Recipes

A recipe is a declarative specification that fully describes how to optimize a model. A recipe can be a single YAML file or a directory containing YAML configs and other files that together define a model optimization workflow. Recipes decouple optimization settings from Python code, enabling reuse, sharing, version control, and reproducibility. Instead of editing Python scripts to change optimization parameters, you author (or select) a recipe and pass it to the ModelOpt tooling. While the examples below focus on PTQ (the first supported recipe type), the recipe system is designed to support any optimization technique.

Motivation

Without recipes, optimization settings are scattered across command-line arguments, Python constants, and ad-hoc code edits. This makes it difficult to:

  • Reproduce a published result – the exact configuration is buried in script arguments.

  • Share a configuration – there is no single artifact to hand off.

  • Version-control changes – diffs are mixed in with unrelated code changes.

  • Onboard new models – engineers must read source code to discover which settings to tweak.

Recipes solve these problems by capturing all the configuration needed to optimize a model in a single, portable artifact – either a YAML file or a directory of files.

Design overview

The recipe system is part of the modelopt.recipe package and consists of three layers:

  1. Recipe sources – YAML files or directories stored in the modelopt_recipes/ directory (shipped with the package) or on the user’s filesystem.

  2. Config loaderload_config() reads YAML files, resolves paths, and performs automatic ExMy floating-point notation conversion.

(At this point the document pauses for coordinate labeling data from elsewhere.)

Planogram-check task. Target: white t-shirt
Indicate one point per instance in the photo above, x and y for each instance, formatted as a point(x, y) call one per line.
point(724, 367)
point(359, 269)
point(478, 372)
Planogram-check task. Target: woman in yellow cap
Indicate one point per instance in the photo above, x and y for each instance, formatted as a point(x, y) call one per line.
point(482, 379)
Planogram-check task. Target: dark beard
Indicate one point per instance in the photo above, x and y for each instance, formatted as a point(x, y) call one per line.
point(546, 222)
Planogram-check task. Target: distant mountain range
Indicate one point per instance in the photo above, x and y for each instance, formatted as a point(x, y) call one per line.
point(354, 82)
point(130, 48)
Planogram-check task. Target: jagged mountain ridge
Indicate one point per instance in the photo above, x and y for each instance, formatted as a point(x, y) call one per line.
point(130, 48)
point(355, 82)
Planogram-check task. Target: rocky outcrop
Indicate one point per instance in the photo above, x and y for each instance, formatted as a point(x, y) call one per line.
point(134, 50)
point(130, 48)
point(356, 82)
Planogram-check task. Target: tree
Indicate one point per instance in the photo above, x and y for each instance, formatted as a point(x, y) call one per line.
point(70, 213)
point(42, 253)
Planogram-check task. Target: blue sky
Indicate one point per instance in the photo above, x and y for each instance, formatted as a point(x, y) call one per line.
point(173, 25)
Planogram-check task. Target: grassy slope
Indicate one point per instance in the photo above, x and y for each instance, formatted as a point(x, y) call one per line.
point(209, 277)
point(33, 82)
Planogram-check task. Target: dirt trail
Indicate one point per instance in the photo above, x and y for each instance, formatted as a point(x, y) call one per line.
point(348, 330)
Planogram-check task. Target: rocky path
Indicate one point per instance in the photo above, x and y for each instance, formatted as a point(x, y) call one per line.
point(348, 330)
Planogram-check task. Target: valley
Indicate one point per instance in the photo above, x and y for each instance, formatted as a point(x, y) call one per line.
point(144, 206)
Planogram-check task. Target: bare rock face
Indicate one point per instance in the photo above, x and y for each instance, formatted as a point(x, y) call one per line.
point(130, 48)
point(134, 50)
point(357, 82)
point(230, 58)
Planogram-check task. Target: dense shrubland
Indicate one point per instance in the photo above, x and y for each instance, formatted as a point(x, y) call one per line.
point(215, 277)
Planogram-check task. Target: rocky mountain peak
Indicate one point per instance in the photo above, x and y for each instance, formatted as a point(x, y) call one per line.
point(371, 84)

  3. Recipe loaderload_recipe() validates the loaded configuration against Pydantic models and returns a typed recipe object ready for use.

Recipe format

A recipe contains two top-level sections: metadata and a type-specific configuration section (for example, quantize for PTQ recipes). These can live in a single YAML file or be split across files in a directory.

Recipes support two authoring styles: inline (all values written directly) and import-based (reusable snippets referenced via $import). Both styles can be used in a single-file or directory layout.

Single-file format

The simplest form is a single .yml or .yaml file.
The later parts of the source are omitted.